Now let us examine the two legislative “triumphs” of the Obama Lame Duck Congress, “victories” that spawned thousands of comeback-kid stories. And the proudest yea-sayer has been the President himself, who is taking all possible credit for the media turnaround. So-called turnaround. He was even praising his “perseverance”. Well, he might. Perseverance is rewarded in this culture. Most of the time.
T The first triumph is the rescinding of Don’t Ask Don’t Tell. Eight Republicans voted for the repeal:
Scott Brown, Massachusetts
Susan Collins, Maine
Olympia Snowe, Maine
Mark Kirk, Illinois
Lisa Murkowski, Alaska
John Ensign, Nevada
Richard Burr, North Carolina
George Voinovich, Ohio
That’s an odd selection, but there are back stories for all of them: mostly moderate Republicans, or conservative Republicans in liberal (blue) states. Roughly 70 percent of the public was in favor of the repeal. All manner of military top brass were for it. As they say, its time had come.
In this vote and the vote to ratify the new START treaty, the second triumph, Republicans were faced with the dilemma of how reactionary and backward they wanted to be. So, in the case of Don’t Ask Don’t Tell, the eight above went with the Democrats; in the case of the START treaty, more went along, agreeing with all the living secretaries of state, and other revered Republican potentates. The Party of No, became the Party of Maybe, depending on the sanity of the issue. Meaning, what the chance of them not appearing sane to the public would be. Still, in both cases, it was the minority of the Republican Senate.
Those two “victories”, and the passing of the First Responders health bill (by voice acclamation!), are what launched the thousand ships of Obama’s rescue from the island of the ineffective. It was talked about at the time of the passing of the continuation of the Bush tax cuts that a deal was struck that he, the president, would get Don’t Ask Don’t Tell and the START treaty as a reward. That gift to the rich was seen as not too high a price for the other legislative accomplishments to come.
In fact, Obama does seem to know how much he will give away in order to get a victory. The problem is not that he doesn’t pass legislation, it is that he gives away the store in order to get it done. The Health Care bill is the prime example. Before the start of that campaign, he already knew what to give up in order to get it done: the public option, control of the system remaining in the hands of private industry, etc. If the president doesn’t see consensus on the horizon (as he did with Don’t Ask Don’t Tell, the START treaty, etc.), he gauges what he has to give in order to get. And what he has to give is most everything.
For his progressive base, this is all more than irritating. And for finding it so, the base is considered by the White House to be a group of flighty air-heads in return. I suppose the president’s right about that. For what is clear about a large portion of the base, what they haven’t signed on to, is what Obama clearly has. That he wants to be part of the haves, not the have nots. Especially when it comes to legislation.

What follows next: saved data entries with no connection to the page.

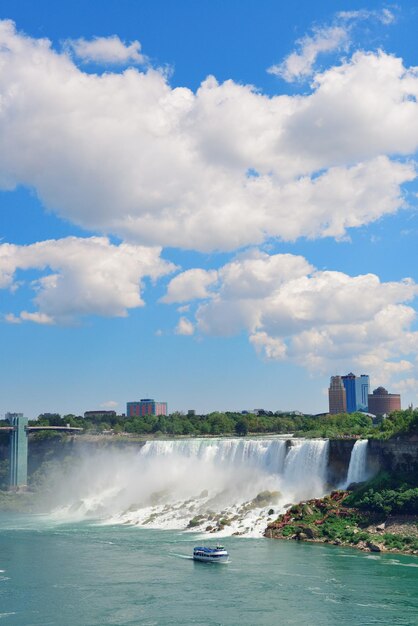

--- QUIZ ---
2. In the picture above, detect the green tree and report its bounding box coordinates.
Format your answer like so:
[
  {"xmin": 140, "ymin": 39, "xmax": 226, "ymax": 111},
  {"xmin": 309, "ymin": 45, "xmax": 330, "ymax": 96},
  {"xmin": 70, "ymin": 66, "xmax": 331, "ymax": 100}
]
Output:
[{"xmin": 235, "ymin": 418, "xmax": 249, "ymax": 436}]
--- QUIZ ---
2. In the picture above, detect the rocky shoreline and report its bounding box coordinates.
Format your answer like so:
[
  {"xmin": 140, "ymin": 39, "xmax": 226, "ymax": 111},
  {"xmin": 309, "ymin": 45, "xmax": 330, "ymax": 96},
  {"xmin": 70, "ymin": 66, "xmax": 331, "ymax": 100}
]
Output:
[{"xmin": 264, "ymin": 491, "xmax": 418, "ymax": 556}]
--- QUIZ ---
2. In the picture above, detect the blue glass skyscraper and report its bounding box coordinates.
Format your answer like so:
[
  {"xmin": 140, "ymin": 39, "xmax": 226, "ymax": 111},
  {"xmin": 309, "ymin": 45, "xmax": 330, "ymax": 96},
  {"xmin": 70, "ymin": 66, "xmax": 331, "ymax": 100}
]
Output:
[{"xmin": 342, "ymin": 373, "xmax": 369, "ymax": 412}]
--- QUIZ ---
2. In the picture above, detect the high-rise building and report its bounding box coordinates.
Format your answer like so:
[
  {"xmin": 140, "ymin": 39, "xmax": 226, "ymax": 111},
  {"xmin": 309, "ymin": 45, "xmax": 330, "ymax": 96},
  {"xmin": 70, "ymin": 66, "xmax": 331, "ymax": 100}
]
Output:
[
  {"xmin": 368, "ymin": 387, "xmax": 401, "ymax": 416},
  {"xmin": 342, "ymin": 373, "xmax": 369, "ymax": 412},
  {"xmin": 328, "ymin": 376, "xmax": 347, "ymax": 414},
  {"xmin": 126, "ymin": 399, "xmax": 168, "ymax": 417}
]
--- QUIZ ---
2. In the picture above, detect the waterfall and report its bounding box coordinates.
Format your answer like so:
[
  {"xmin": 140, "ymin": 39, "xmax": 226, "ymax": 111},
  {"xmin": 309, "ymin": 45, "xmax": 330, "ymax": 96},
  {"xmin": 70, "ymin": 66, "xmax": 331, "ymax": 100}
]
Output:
[
  {"xmin": 139, "ymin": 437, "xmax": 288, "ymax": 474},
  {"xmin": 283, "ymin": 439, "xmax": 329, "ymax": 500},
  {"xmin": 344, "ymin": 440, "xmax": 369, "ymax": 487},
  {"xmin": 49, "ymin": 436, "xmax": 331, "ymax": 537}
]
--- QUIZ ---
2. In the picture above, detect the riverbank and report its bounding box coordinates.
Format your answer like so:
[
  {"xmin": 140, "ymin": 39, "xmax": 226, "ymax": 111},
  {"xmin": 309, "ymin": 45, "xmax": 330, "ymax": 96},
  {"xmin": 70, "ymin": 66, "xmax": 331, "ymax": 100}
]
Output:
[{"xmin": 264, "ymin": 489, "xmax": 418, "ymax": 555}]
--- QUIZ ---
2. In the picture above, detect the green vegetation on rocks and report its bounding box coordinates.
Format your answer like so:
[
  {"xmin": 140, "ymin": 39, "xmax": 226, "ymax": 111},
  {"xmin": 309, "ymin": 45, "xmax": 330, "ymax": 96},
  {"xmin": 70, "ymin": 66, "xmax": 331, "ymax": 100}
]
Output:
[{"xmin": 265, "ymin": 473, "xmax": 418, "ymax": 555}]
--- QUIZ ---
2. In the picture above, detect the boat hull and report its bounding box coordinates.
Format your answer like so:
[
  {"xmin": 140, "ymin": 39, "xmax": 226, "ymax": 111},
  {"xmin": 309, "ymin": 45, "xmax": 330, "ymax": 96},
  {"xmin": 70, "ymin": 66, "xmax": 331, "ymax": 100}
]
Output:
[
  {"xmin": 193, "ymin": 547, "xmax": 229, "ymax": 563},
  {"xmin": 193, "ymin": 553, "xmax": 229, "ymax": 563}
]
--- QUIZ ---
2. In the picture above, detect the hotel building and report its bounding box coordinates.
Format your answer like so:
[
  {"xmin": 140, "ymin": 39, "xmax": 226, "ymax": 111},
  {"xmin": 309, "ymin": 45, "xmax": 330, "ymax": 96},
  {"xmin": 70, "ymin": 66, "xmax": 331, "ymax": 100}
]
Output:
[
  {"xmin": 368, "ymin": 387, "xmax": 401, "ymax": 416},
  {"xmin": 328, "ymin": 376, "xmax": 347, "ymax": 414},
  {"xmin": 126, "ymin": 399, "xmax": 168, "ymax": 417}
]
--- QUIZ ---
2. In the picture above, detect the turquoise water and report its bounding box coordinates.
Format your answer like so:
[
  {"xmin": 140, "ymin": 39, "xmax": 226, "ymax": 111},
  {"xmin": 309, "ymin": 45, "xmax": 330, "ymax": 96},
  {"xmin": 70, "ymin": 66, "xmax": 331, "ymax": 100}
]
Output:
[{"xmin": 1, "ymin": 514, "xmax": 418, "ymax": 625}]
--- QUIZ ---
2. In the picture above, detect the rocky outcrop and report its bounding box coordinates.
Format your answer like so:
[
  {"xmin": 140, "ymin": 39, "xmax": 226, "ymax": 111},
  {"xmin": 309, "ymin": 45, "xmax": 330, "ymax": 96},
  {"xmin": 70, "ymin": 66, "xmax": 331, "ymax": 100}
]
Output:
[
  {"xmin": 327, "ymin": 439, "xmax": 418, "ymax": 485},
  {"xmin": 265, "ymin": 491, "xmax": 418, "ymax": 555},
  {"xmin": 327, "ymin": 440, "xmax": 356, "ymax": 484},
  {"xmin": 367, "ymin": 439, "xmax": 418, "ymax": 475}
]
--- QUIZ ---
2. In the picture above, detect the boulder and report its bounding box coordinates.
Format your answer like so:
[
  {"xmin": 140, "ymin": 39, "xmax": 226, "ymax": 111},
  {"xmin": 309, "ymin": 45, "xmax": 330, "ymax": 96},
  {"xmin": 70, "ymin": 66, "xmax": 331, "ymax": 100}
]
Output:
[
  {"xmin": 367, "ymin": 541, "xmax": 383, "ymax": 552},
  {"xmin": 300, "ymin": 526, "xmax": 316, "ymax": 539}
]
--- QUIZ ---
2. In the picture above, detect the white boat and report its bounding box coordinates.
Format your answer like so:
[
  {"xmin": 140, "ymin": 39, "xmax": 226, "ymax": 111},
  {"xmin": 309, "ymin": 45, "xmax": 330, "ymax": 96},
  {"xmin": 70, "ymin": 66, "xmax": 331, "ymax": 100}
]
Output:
[{"xmin": 193, "ymin": 544, "xmax": 229, "ymax": 563}]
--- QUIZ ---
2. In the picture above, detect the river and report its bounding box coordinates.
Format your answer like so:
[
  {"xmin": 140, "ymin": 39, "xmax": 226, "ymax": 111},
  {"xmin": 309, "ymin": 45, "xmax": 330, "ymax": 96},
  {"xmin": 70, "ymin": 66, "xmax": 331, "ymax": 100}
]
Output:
[{"xmin": 1, "ymin": 513, "xmax": 418, "ymax": 625}]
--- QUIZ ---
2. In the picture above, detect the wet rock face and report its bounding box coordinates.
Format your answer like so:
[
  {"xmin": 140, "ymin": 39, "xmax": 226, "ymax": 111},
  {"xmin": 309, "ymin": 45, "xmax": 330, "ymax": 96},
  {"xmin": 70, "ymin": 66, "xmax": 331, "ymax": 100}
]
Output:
[
  {"xmin": 327, "ymin": 439, "xmax": 418, "ymax": 486},
  {"xmin": 367, "ymin": 440, "xmax": 418, "ymax": 474},
  {"xmin": 327, "ymin": 440, "xmax": 356, "ymax": 485}
]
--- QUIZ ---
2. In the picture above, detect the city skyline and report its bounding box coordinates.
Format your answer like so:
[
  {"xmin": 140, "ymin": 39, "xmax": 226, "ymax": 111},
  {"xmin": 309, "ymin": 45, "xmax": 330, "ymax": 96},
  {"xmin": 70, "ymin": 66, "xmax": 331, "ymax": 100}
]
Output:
[{"xmin": 1, "ymin": 1, "xmax": 418, "ymax": 418}]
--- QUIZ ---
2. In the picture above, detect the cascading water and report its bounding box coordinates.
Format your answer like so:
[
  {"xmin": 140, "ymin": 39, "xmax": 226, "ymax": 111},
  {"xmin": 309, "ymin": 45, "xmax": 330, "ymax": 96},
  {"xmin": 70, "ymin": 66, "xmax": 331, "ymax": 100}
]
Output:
[
  {"xmin": 283, "ymin": 439, "xmax": 329, "ymax": 500},
  {"xmin": 48, "ymin": 437, "xmax": 331, "ymax": 537},
  {"xmin": 344, "ymin": 439, "xmax": 369, "ymax": 488},
  {"xmin": 140, "ymin": 437, "xmax": 288, "ymax": 474}
]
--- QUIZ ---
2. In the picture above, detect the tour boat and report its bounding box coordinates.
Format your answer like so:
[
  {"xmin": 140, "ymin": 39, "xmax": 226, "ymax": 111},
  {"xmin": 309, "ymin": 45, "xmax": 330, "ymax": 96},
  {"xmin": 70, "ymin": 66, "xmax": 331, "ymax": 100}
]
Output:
[{"xmin": 193, "ymin": 544, "xmax": 229, "ymax": 563}]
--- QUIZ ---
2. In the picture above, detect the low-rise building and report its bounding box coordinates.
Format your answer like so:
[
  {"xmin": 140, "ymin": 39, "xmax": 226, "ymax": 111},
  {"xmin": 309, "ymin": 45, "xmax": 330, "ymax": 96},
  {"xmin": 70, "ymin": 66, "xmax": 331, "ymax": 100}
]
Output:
[{"xmin": 84, "ymin": 410, "xmax": 116, "ymax": 419}]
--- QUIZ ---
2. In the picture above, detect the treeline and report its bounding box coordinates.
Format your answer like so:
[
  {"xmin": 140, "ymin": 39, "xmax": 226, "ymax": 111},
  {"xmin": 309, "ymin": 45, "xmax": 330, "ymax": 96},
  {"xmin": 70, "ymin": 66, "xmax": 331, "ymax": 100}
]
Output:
[
  {"xmin": 1, "ymin": 407, "xmax": 417, "ymax": 439},
  {"xmin": 26, "ymin": 411, "xmax": 307, "ymax": 437}
]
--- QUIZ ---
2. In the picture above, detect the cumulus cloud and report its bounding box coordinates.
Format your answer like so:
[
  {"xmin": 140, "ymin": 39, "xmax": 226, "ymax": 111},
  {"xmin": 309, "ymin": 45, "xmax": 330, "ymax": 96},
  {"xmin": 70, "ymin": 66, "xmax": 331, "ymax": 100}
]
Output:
[
  {"xmin": 0, "ymin": 21, "xmax": 416, "ymax": 251},
  {"xmin": 175, "ymin": 317, "xmax": 195, "ymax": 336},
  {"xmin": 0, "ymin": 237, "xmax": 175, "ymax": 324},
  {"xmin": 66, "ymin": 35, "xmax": 145, "ymax": 64},
  {"xmin": 162, "ymin": 269, "xmax": 218, "ymax": 303},
  {"xmin": 164, "ymin": 251, "xmax": 418, "ymax": 383}
]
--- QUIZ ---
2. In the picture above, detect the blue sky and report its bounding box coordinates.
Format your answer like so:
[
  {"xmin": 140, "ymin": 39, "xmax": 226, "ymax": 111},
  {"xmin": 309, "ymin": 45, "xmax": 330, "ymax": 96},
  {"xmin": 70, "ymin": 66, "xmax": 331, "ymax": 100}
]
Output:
[{"xmin": 1, "ymin": 0, "xmax": 418, "ymax": 417}]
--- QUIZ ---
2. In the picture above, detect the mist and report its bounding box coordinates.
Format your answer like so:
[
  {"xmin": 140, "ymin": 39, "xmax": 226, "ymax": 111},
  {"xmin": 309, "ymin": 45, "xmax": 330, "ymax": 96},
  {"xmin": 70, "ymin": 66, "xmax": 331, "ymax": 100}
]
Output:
[{"xmin": 37, "ymin": 437, "xmax": 330, "ymax": 537}]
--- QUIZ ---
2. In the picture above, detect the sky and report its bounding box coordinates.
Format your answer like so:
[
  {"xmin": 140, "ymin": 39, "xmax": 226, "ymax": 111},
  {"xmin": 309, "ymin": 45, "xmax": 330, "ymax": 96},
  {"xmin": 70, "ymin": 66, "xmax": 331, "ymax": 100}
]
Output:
[{"xmin": 1, "ymin": 0, "xmax": 418, "ymax": 418}]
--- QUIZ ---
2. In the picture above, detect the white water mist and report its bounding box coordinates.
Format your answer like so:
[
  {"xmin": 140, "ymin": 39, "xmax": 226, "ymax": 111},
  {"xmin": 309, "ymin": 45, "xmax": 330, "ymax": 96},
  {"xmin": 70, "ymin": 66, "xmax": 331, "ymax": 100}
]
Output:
[{"xmin": 46, "ymin": 437, "xmax": 331, "ymax": 537}]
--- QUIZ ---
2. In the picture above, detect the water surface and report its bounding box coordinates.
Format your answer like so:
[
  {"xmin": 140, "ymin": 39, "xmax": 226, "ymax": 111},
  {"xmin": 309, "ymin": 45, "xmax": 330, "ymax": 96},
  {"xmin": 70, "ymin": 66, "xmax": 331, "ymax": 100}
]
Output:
[{"xmin": 1, "ymin": 513, "xmax": 418, "ymax": 625}]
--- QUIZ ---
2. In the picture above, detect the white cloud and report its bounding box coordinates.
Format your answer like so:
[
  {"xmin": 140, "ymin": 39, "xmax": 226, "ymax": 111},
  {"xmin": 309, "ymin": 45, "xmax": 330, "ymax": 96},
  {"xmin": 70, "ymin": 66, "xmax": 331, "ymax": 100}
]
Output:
[
  {"xmin": 100, "ymin": 400, "xmax": 119, "ymax": 409},
  {"xmin": 337, "ymin": 9, "xmax": 396, "ymax": 26},
  {"xmin": 66, "ymin": 35, "xmax": 145, "ymax": 64},
  {"xmin": 268, "ymin": 26, "xmax": 348, "ymax": 82},
  {"xmin": 269, "ymin": 9, "xmax": 396, "ymax": 82},
  {"xmin": 0, "ymin": 21, "xmax": 416, "ymax": 251},
  {"xmin": 20, "ymin": 311, "xmax": 54, "ymax": 325},
  {"xmin": 162, "ymin": 269, "xmax": 218, "ymax": 303},
  {"xmin": 392, "ymin": 377, "xmax": 418, "ymax": 394},
  {"xmin": 0, "ymin": 237, "xmax": 175, "ymax": 324},
  {"xmin": 4, "ymin": 313, "xmax": 21, "ymax": 324},
  {"xmin": 175, "ymin": 317, "xmax": 195, "ymax": 335},
  {"xmin": 164, "ymin": 251, "xmax": 418, "ymax": 384},
  {"xmin": 249, "ymin": 332, "xmax": 287, "ymax": 360}
]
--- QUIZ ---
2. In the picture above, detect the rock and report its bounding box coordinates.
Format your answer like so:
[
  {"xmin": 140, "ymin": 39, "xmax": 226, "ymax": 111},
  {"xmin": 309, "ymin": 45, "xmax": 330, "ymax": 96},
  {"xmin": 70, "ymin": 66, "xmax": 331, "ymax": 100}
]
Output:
[
  {"xmin": 298, "ymin": 532, "xmax": 308, "ymax": 540},
  {"xmin": 205, "ymin": 525, "xmax": 213, "ymax": 532},
  {"xmin": 300, "ymin": 526, "xmax": 316, "ymax": 539},
  {"xmin": 253, "ymin": 491, "xmax": 281, "ymax": 506},
  {"xmin": 200, "ymin": 489, "xmax": 209, "ymax": 498},
  {"xmin": 367, "ymin": 541, "xmax": 383, "ymax": 552},
  {"xmin": 375, "ymin": 523, "xmax": 386, "ymax": 531},
  {"xmin": 292, "ymin": 525, "xmax": 316, "ymax": 539}
]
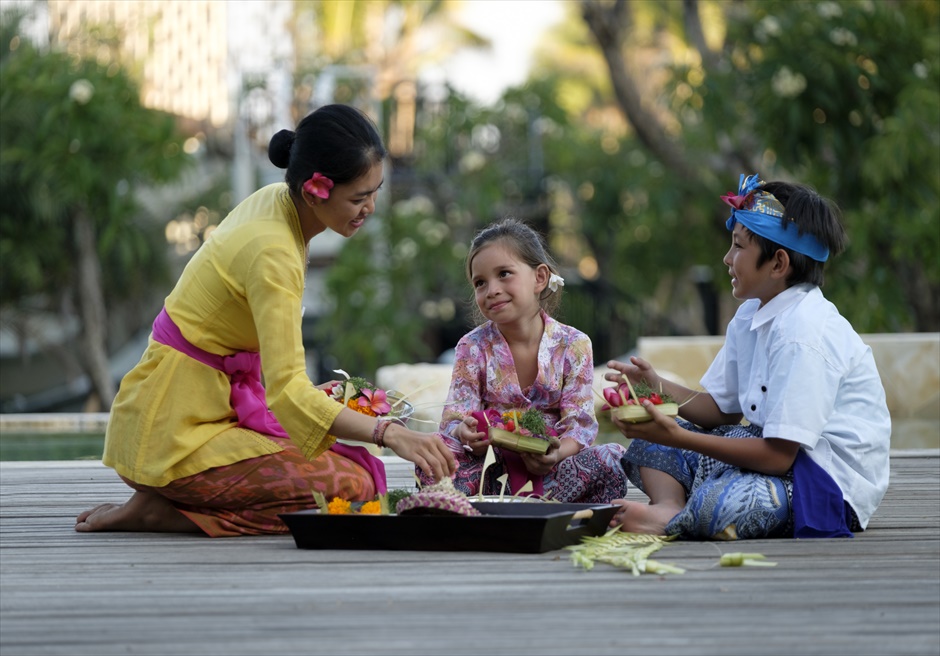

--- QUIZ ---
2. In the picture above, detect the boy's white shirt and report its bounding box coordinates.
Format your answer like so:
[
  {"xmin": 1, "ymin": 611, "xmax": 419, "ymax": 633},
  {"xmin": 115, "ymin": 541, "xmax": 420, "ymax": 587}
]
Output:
[{"xmin": 701, "ymin": 283, "xmax": 891, "ymax": 528}]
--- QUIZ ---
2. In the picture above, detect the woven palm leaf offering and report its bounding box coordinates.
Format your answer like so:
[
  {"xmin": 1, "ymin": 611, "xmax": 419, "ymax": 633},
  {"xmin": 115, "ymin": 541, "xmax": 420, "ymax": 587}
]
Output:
[
  {"xmin": 471, "ymin": 407, "xmax": 562, "ymax": 455},
  {"xmin": 327, "ymin": 369, "xmax": 414, "ymax": 426},
  {"xmin": 601, "ymin": 378, "xmax": 678, "ymax": 424},
  {"xmin": 395, "ymin": 477, "xmax": 481, "ymax": 516}
]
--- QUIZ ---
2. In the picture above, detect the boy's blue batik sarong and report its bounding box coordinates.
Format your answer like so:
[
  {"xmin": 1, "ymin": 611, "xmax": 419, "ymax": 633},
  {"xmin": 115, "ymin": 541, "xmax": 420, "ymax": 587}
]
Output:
[{"xmin": 620, "ymin": 421, "xmax": 793, "ymax": 540}]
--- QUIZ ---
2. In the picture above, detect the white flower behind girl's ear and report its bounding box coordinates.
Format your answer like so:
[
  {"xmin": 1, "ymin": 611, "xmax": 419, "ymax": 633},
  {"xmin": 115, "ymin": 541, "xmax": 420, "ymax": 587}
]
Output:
[{"xmin": 548, "ymin": 273, "xmax": 565, "ymax": 293}]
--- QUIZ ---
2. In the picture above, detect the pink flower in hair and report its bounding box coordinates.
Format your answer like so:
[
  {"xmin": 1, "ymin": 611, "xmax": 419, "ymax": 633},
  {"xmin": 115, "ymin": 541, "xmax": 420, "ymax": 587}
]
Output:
[{"xmin": 303, "ymin": 172, "xmax": 334, "ymax": 199}]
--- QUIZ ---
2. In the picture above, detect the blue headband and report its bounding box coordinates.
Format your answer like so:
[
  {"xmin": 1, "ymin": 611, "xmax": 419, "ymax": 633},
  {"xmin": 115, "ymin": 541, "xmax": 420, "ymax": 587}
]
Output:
[{"xmin": 721, "ymin": 173, "xmax": 829, "ymax": 262}]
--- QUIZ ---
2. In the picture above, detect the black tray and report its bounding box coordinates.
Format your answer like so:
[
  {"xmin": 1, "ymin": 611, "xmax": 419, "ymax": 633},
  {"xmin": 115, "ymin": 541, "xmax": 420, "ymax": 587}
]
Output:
[{"xmin": 280, "ymin": 502, "xmax": 617, "ymax": 553}]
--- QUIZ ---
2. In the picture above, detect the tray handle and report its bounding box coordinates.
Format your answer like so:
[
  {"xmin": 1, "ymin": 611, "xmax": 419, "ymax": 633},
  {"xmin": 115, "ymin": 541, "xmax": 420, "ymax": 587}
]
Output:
[{"xmin": 566, "ymin": 508, "xmax": 595, "ymax": 531}]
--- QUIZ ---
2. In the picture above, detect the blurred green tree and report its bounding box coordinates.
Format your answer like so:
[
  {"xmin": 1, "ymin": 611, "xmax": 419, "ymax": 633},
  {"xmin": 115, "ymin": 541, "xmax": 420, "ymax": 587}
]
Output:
[
  {"xmin": 289, "ymin": 0, "xmax": 488, "ymax": 122},
  {"xmin": 0, "ymin": 9, "xmax": 189, "ymax": 408},
  {"xmin": 298, "ymin": 0, "xmax": 940, "ymax": 378},
  {"xmin": 582, "ymin": 0, "xmax": 940, "ymax": 332}
]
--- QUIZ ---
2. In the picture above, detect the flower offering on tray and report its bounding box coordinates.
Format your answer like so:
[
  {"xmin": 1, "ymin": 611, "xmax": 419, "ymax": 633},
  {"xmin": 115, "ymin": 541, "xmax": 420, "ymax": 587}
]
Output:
[
  {"xmin": 280, "ymin": 492, "xmax": 618, "ymax": 553},
  {"xmin": 601, "ymin": 378, "xmax": 679, "ymax": 423},
  {"xmin": 470, "ymin": 407, "xmax": 561, "ymax": 455},
  {"xmin": 395, "ymin": 478, "xmax": 481, "ymax": 516},
  {"xmin": 327, "ymin": 369, "xmax": 414, "ymax": 424}
]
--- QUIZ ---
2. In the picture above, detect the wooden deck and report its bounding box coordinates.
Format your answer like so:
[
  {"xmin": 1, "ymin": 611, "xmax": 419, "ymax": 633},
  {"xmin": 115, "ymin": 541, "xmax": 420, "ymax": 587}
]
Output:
[{"xmin": 1, "ymin": 452, "xmax": 938, "ymax": 656}]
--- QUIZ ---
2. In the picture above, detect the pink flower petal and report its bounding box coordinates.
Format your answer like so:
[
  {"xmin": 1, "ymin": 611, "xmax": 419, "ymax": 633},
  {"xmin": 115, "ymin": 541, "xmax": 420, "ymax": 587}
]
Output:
[
  {"xmin": 372, "ymin": 401, "xmax": 391, "ymax": 415},
  {"xmin": 720, "ymin": 192, "xmax": 753, "ymax": 210},
  {"xmin": 303, "ymin": 172, "xmax": 334, "ymax": 199},
  {"xmin": 602, "ymin": 386, "xmax": 623, "ymax": 407},
  {"xmin": 371, "ymin": 389, "xmax": 391, "ymax": 414}
]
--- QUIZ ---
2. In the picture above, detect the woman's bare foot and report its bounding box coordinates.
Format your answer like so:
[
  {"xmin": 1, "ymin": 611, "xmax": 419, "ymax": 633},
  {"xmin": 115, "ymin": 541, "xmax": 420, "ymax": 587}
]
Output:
[
  {"xmin": 75, "ymin": 491, "xmax": 200, "ymax": 533},
  {"xmin": 608, "ymin": 498, "xmax": 684, "ymax": 535}
]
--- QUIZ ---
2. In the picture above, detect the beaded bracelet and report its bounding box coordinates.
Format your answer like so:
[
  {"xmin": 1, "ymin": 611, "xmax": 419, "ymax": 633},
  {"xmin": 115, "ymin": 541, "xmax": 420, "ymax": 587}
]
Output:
[{"xmin": 372, "ymin": 419, "xmax": 390, "ymax": 448}]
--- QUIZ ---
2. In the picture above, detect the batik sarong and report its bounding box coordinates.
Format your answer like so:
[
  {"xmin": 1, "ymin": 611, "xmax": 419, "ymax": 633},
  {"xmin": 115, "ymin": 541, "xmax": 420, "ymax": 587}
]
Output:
[
  {"xmin": 621, "ymin": 421, "xmax": 794, "ymax": 540},
  {"xmin": 124, "ymin": 433, "xmax": 375, "ymax": 537}
]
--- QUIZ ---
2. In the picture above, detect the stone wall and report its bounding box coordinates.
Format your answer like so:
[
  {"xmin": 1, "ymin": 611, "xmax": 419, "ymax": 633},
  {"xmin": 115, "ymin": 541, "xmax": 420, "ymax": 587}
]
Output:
[
  {"xmin": 4, "ymin": 334, "xmax": 935, "ymax": 451},
  {"xmin": 377, "ymin": 333, "xmax": 940, "ymax": 449},
  {"xmin": 637, "ymin": 333, "xmax": 940, "ymax": 450}
]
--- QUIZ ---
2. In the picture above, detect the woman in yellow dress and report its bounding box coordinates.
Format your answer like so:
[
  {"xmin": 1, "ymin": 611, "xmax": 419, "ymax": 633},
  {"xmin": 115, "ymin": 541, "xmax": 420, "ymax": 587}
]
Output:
[{"xmin": 75, "ymin": 105, "xmax": 455, "ymax": 536}]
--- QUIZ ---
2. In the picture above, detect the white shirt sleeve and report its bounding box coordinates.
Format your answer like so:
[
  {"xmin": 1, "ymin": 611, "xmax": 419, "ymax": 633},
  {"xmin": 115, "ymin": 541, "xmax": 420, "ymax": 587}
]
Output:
[{"xmin": 701, "ymin": 342, "xmax": 742, "ymax": 415}]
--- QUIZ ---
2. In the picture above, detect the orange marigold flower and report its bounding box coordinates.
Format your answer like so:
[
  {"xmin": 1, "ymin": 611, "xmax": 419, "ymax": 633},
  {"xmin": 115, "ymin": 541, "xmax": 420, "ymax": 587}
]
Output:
[
  {"xmin": 359, "ymin": 500, "xmax": 382, "ymax": 515},
  {"xmin": 327, "ymin": 497, "xmax": 352, "ymax": 514},
  {"xmin": 348, "ymin": 397, "xmax": 377, "ymax": 416}
]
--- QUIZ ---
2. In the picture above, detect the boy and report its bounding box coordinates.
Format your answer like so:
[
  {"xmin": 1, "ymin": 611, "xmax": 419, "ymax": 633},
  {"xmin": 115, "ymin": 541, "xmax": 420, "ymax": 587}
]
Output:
[{"xmin": 606, "ymin": 173, "xmax": 890, "ymax": 540}]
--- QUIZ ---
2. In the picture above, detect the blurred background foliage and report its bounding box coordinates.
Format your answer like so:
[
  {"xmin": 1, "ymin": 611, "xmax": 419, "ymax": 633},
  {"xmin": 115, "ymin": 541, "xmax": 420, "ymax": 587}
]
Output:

He wants to have it, rather than not have it.
That’s why he likes to be around rich people. He’s happy to be rich, too. During one of the most short-lived periods for the 60s-70s generation, there wasn’t much reverence for the rich. I’d date it around the mid Sixties to the mid Seventies. The Sixties generation, much heralded, eschewed materialism, for a while. What you did mattered more than what you had. The Reagan years ended all that. There was a dip at the crash of 2008-2009, but that fall lasted only a millisecond. But now reverence for the rich is back at an all-time high.
I do find it odd and unsettling that the last two Democratic presidents love to be on the golf course. That’s the Fifties in them, the country club spirit of the neo-Fifties we are all now living through, where Michelle is in the garden, and speaking out against obesity, and charter schools are lauded, and the president wants civility all around. What’s missing, of course, in our current era, and was at its height during the Fifties, is union power and a rising middle class. And jobs.
And if New Year columns are supposed to predict, the only thing that feels predictable is that the unemployment rate will be above eight percent at the end of the year and the Party of Maybe will be back to being the Party of No.